El hallazgo del cuerpo de Agostina después de varios días de búsqueda provocó un fuerte impacto social, reviviendo el reclamo urgente por respuestas efectivas ante los femicidios. Ni Una Menos recordó que este no es un caso aislado dentro de un contexto donde, según datos del Observatorio de las Violencias de Género Ahora Que Sí Nos Ven, ya se contabilizan más de tres mil mujeres asesinadas por razones de género desde la primera marcha en 2015, y cerca de cien víctimas letales solo en los primeros meses del año.

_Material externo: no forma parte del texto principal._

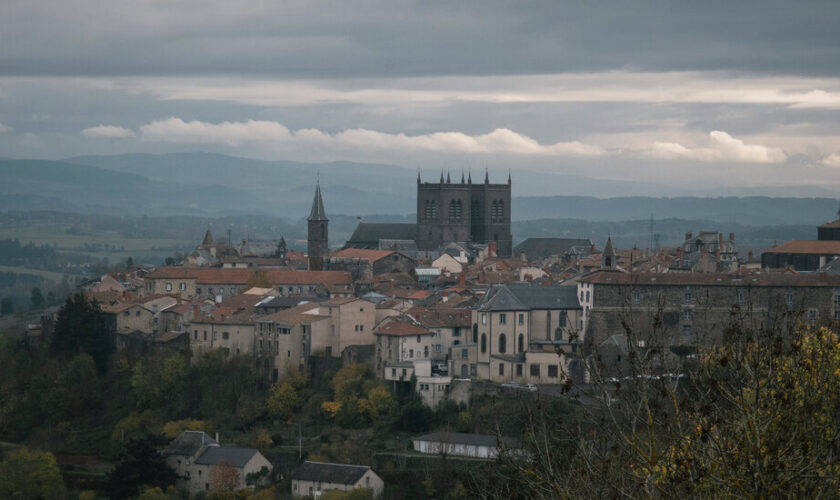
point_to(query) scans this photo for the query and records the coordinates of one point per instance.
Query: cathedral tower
(318, 235)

La jornada de protesta coincidió con el aniversario once de la primera gran convocatoria del movimiento feminista surgido tras el femicidio de Chiara Páez. La convocatoria reunió además a organizaciones feministas, sindicatos, agrupaciones sociales y colectivos de derechos humanos, que reclamaron mayor prevención, acceso a la justicia y acompañamiento a víctimas y familiares afectados por la violencia de género.
La marcha se replicó en varias ciudades del país, consolidando la demanda por un estado más comprometido en políticas públicas para erradicar las desapariciones, los femicidios y la violencia estructural que sufren mujeres y niñas en todo el territorio nacional.